雨清水タエのモデルは実在した小泉セツの実母である、小泉チエ(こいずみちえ)(1838年〜1912年)であると考えられます。
ばけばけ 雨清水タエの役柄
松江でも随一の名家に生まれ、大勢の女中たちに囲まれながら何不自由なく育った。凛とした気品と厳しさを兼ね備える。親戚であるトキにも、武士の娘としての品格を求め、礼儀作法やお茶など武家の娘としての教養を厳しく教えている。
雨清水タエ 役 北川景子さんプロフィール
1986年生まれ、兵庫県出身。NHKでは、大河ドラマ『西郷どん』、『フェイクニュース』、『輝く女「北川景子」』『北川景子 垂直タイムトラベル in ローマ』などに出演。
小泉チエとはどんな人物だったのか
小泉チエの実家は出雲松平藩の家老の家柄だった
雨清水タエ役の北川景子さんは自身の役柄について「松江藩で代々家老を務めた家の出で、三十人近い奉公人にかしづかれ育ったお姫様」とコメントされています。
実在した小泉チエも30人近い奉公人たちに囲まれて育ったお姫様でした。実家は「千鳥城」と言われる松江城の三の丸御殿の向かいにある広大な屋敷でだったそうです。
さらに小泉チエの実家である塩見家は出雲松平藩において代々、千四百石の高禄を食み、藩の家老を輩出する家でした。小泉セツの養家である稲垣家(百石)や、生家である小泉家(三百石)さえよりもはるか上を行く名門の家系だったのです。
小泉チエの逸話
実は小泉チエは小泉湊と結婚する1年前に、ある高位にある侍と結婚しました。しかし婚礼の夜、新郎は何時になっても寝所にはやってきません。そのとき庭で不審な物音がします。

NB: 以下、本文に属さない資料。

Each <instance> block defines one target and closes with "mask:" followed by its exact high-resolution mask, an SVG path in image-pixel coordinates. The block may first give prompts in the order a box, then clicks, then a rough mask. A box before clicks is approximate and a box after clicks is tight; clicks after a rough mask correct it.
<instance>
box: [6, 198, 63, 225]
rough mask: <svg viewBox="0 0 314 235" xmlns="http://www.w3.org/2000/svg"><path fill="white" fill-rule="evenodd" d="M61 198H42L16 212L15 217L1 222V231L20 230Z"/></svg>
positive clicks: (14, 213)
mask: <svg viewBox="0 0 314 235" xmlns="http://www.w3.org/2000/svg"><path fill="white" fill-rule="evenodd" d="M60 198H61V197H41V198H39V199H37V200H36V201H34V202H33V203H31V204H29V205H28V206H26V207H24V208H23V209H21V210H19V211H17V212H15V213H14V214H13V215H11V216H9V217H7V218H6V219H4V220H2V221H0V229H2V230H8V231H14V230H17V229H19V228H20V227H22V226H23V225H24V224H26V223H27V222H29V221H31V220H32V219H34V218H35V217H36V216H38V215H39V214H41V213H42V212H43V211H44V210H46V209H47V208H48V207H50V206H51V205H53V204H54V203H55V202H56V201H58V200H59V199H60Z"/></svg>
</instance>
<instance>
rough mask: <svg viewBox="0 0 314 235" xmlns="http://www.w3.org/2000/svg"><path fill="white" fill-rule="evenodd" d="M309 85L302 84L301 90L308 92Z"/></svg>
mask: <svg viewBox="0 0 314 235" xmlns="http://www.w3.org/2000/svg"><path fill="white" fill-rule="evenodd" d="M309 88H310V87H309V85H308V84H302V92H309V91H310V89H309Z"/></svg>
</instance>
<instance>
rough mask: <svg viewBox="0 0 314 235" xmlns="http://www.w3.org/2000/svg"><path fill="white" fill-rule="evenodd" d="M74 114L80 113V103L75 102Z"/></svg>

懐剣を携えた小泉チエは侍女を従えて庭を確認すると、目の前には男女一組の死体が。女性の死体には首がなく、男性の死体には脇差で腹を一文字にかっさばいたあとがありました。どうやら女性はその家の侍女で、男性は小泉チエの新郎で2人は不義密通をしていたようです。
凄惨な現場に突然遭遇したにも関わらず、小泉チエは取り乱すこともなく、婚家で義母に当たる女性に落ち着き払って現場の状況を報告し、次の指示を仰いだと言われています。
小泉チエが明治維新後に落ちぶれた理由
このように上級武士の家に生まれた女性は、いざ一大事が起こったときに大勢の家来たちのリーダーとなれるよう、小さい時から躾けられていることが普通でした。
反面、日常生活のための労働などは身分が低い人間がすることであり、小泉チエのような上級武士の家系に育ったひとたちは炊事・洗濯・掃除などをすることは卑しいとして躾けられています。
そのため明治維新で武士の世の中が終わると最も苦労したのは、武士として身分の低い足軽の家系に生まれた西田千太郎のような人たちよりも、塩見家のような上級武士の家に生まれた人たちだったと言われています。
北川景子さんが雨清水タエ役について述べているように、上級武士の家に育った人たちのほとんどは、明治時代の価値観に合わせることができず、乞食にまで落ちぶれることも珍しくなかったそうです。